Are you sick of the Tales of the City reviews yet? I hope not! I’m just finishing up Babycakes and should have a post for Monday. Then you get a brief break while I reread Christopher Paolini’s Inheritance Cycle in time for the November 8th release of the fourth and final novel, Inheritance.
I read Further Tales of the City before deciding to go back and restart the series. Thus, I’m posting out-of-order, which is a big hypothetical no-no in my blog mind, but I didn’t want to start posting with book three so I made an exception as I enjoyed this novel so much! It didn’t hurt that a very dapper older gentleman on the bus one morning told me that he loves these novels and that they’re well worth the read. When I told him I was reading them out-of-order he looked shocked and told me I HAD to read/re-read all of them.
As mentioned in the previous posts, Maupin’s Tales of the City series is quirky, classic, and enchantingly amusing. Book three, Further Tales of the City, was a fascinating read and probably my favorite so far in the series. It was clearly dated with references to Jonestown and references to the turn of the decade, but it once again highlighted the awesome up-to-the-moment of serialization and the unique perspective it allowed Maupin to incorporate.
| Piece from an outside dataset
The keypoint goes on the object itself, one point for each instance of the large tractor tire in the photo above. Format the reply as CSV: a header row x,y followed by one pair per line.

The 1980s are alive and well in this novel which takes place about 4 years after Further Tales of the City. We are once again in San Francisco with the misfits who all live at 28 Barbary Lane or those living there. Without giving too much away, suffice to say it’s a swift moving novel and the last 40-50 pages are the most exciting and you will hold your breath. Michael is no longer with Jon (although Babycakes raises other questions), Mary Ann and Bryan are now officially dating, Mona is MIA, Mrs. Madrigal is as effervescent as ever and the main story revolves around DeDe Halycon and D’orthea.
At the end of More Tales of the City, Maupin hints to where Dede, D’orthea and the twins run off to and it is the main story line in Further Tales of the City. They have spent the last few years living in the infamous Jamestown and Communist Cuba. And rather than leaving it at that, Maupin masterminds the dark twist in this novel. I won’t say exactly what it is, but I had suspicions half-way through the novel.